© Reuters. U.S. dollar notes are seen in this picture illustration
By Vatsal Srivastava
SINGAPORE (Reuters) – The dollar held close to its 2019 high on Tuesday as U.S.-Sino trade tensions and global growth worries underpinned the greenback’s safe-haven appeal, while the euro and the British pound were hurt by troubles of their own.
Investors are focusing on high level trade talks in China this week where Washington is expected to keep pressing Beijing on long-standing demands that it make sweeping structural reforms to protect American companies’ intellectual property, to end policies aimed at forcing the transfer of technology to Chinese companies, and curb industrial subsidies.
“The dollar is benefiting from the investor nervousness around the trade talks,” said Sim Moh Siong, currency strategist at Bank of Singapore.
“Beyond its safe haven appeal, the dollar is still the highest yielding currency in the developed world and with all major central banks turning dovish, the greenback seems relatively attractive.”
This week’s talks come as the world’s two largest economies try to hammer out a deal before a March 1 deadline, after which U.S. tariffs on $200 billion worth of Chinese imports are scheduled to increase to 25 percent from 10 percent.
Financial markets have been roiled by the trade tensions over the past year, with business sentiment taking a hit around the world as the fallout of the U.S.-China dispute disrupted factory activity and hurt global growth.
The dollar has gained on other safe havens such as the yen and franc over the last week. It was steady against the yen at 110.37 and a touch higher versus the Swiss franc at 1.0040.
The was steady at 97.06, after advancing 0.45 percent in the previous session, its largest percentage gain since Jan. 24. The index has risen for eight straight sessions, mainly thanks to a tumbling euro, which has the largest weighting in the index.
The single currency was off slightly at $1.1272 in early Asian trade, having lost nearly half a percent on Monday. The euro has weakened for six consecutive sessions, and traders expect further losses now that the crucial psychological support of $1.13 has been broken.
“The next level of support for is the November low of 1.1215 which should be tested quickly,” said Kathy Lien, managing director of currency strategy at BK Asset Management.

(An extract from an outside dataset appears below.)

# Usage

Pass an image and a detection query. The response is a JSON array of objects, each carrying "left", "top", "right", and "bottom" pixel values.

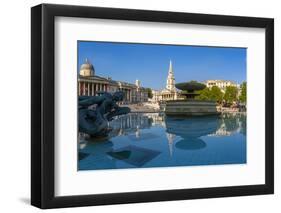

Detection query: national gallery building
[{"left": 78, "top": 59, "right": 148, "bottom": 103}]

The European Central Bank is expected to maintain a highly accommodative monetary policy this year as growth slows in the eurozone and inflation stays low. Last week, the European Commission sharply cut its forecasts for euro zone growth for this year and next.
Elsewhere, sterling was marginally higher at $1.2857, after tumbling 0.75 percent in the previous session. Analysts expect the British pound to remain volatile due to the uncertainty surrounding Brexit.
The British parliament is set to hold a debate on Brexit on Feb. 14 where Prime Minister Theresa May is seeking changes to her deal with Brussels after it was rejected by a record majority in parliament last month.